If you can't trust the disk, you need more than just an FS which can 
mostly survive hardware failure.  You also need the FS itself (or maybe 
the block layer) to support bad block relocation and all that good 
stuff, or you need your apps designed to do that job by themselves.

It just doesn't make sense to me to do this at the FS level.  You 
mention TCP -- ok, but if TCP is doing its job, I shouldn't also need to 
implement checksums and other robustness at the protocol layer (http, 
ftp, ssh), should I?  Because in this analogy, it looks like TCP is the 
"block layer" and a protocol is the "fs".

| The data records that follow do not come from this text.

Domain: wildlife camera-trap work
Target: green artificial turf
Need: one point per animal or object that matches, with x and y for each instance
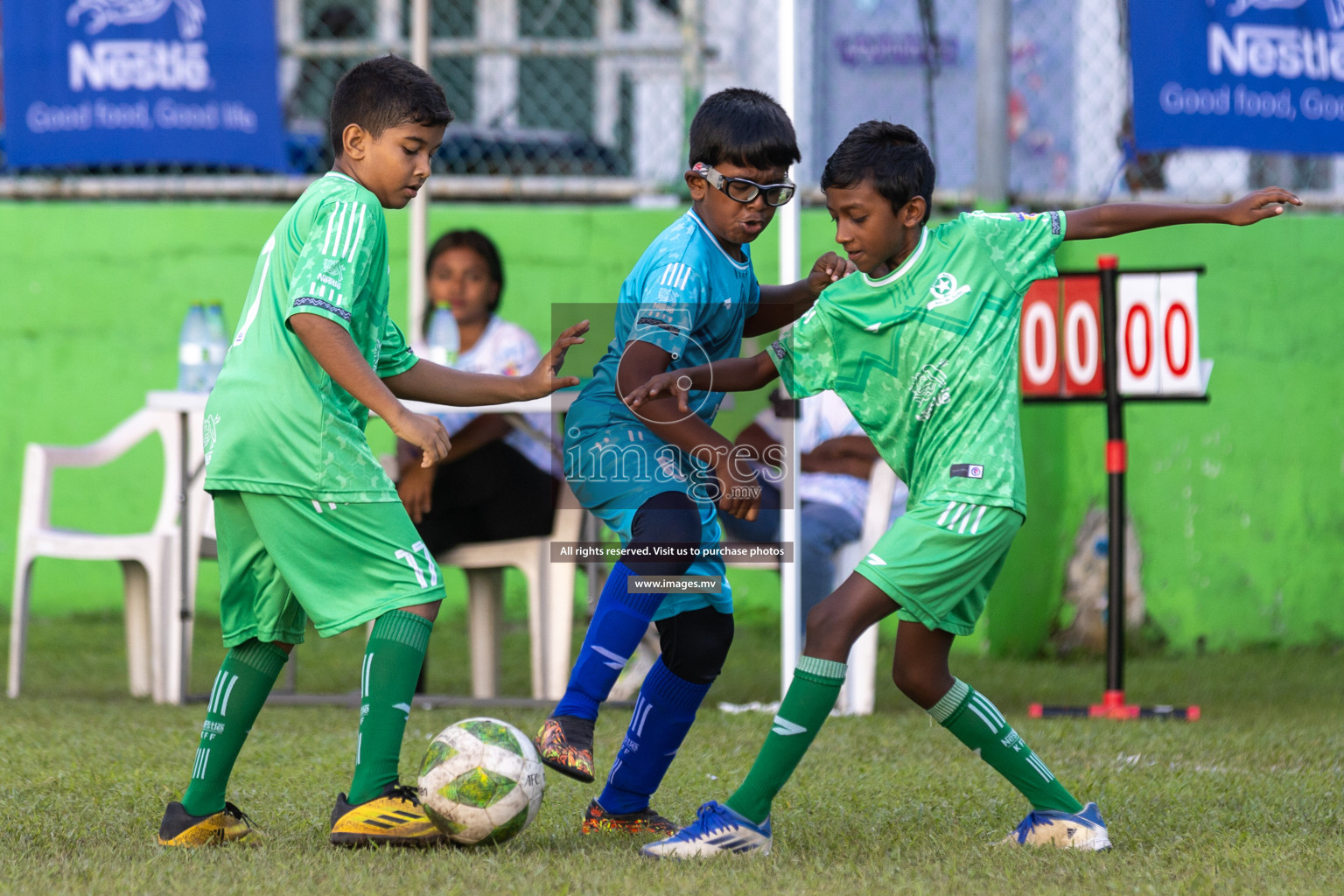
(1248, 800)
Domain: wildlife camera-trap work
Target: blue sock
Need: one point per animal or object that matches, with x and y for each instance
(663, 715)
(619, 622)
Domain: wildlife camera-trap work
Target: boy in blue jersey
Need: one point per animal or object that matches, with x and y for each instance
(654, 479)
(930, 371)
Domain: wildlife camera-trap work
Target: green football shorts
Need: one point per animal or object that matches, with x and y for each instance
(285, 559)
(940, 560)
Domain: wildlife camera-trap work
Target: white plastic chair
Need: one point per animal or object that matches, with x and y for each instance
(150, 560)
(550, 601)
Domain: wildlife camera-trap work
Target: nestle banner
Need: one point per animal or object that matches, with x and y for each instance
(1251, 74)
(89, 82)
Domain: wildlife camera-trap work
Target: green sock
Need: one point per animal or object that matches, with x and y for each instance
(976, 723)
(391, 667)
(810, 697)
(242, 685)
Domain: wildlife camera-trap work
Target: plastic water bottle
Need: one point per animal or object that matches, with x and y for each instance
(443, 336)
(192, 352)
(217, 343)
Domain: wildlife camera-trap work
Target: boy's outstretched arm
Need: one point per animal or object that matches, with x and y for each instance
(428, 382)
(332, 346)
(781, 305)
(730, 375)
(1126, 218)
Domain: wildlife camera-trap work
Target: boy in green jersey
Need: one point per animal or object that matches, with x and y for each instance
(310, 526)
(922, 346)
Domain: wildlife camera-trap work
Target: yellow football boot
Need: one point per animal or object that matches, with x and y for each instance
(228, 826)
(394, 818)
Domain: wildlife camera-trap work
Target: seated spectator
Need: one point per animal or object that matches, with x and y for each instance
(835, 461)
(498, 481)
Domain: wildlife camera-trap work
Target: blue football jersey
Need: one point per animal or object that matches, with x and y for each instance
(686, 296)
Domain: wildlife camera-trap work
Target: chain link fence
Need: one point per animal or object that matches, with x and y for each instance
(588, 98)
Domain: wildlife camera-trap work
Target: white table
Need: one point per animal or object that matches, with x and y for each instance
(190, 409)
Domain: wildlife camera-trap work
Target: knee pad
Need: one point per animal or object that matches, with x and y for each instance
(695, 644)
(668, 519)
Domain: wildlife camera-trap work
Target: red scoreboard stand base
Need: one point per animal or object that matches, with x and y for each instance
(1113, 707)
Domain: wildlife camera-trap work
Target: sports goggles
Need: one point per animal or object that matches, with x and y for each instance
(742, 190)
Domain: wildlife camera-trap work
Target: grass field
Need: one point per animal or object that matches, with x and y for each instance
(1249, 800)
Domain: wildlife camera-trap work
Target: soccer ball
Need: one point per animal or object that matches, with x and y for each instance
(481, 782)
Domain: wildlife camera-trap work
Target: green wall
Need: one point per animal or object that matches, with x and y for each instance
(1236, 501)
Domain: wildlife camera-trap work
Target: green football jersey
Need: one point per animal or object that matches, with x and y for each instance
(927, 356)
(276, 422)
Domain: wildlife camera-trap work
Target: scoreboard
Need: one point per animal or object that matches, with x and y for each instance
(1156, 341)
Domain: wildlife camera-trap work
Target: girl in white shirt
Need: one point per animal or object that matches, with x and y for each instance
(496, 481)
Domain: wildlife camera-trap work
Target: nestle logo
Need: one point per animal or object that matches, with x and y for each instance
(142, 65)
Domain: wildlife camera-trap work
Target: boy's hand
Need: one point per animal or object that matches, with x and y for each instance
(827, 270)
(543, 379)
(424, 431)
(738, 494)
(416, 489)
(1258, 206)
(671, 383)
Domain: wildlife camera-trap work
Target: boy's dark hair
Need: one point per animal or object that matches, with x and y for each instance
(385, 93)
(479, 243)
(892, 156)
(744, 128)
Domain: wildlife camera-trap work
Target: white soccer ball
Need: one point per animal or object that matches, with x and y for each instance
(481, 782)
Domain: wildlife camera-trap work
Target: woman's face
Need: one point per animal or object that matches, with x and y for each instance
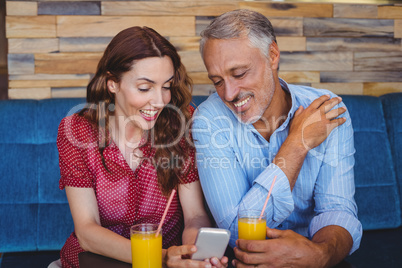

As I understand it, TCP only lets the protocol/application know when 
something's seriously FUBARed and it has to drop the connection. 
Similarly, the FS (and the apps) shouldn't have to know about hardware 
problems until it really can't do anything about it anymore, at which 
point the right thing to do is for the FS and apps to go "oh shit" and 
drop what they're doing, and the admin replaces hardware and restores 
from backup.  Or brings a backup server online, or...


I guess my main point was that _undetected_ problems are serious, but if 
you can detect them, and you have at least a bit of redundancy, you 
should be good.  For instance, if your RAID reports errors that it can't 
fix, you bring that server down and let the backup server run.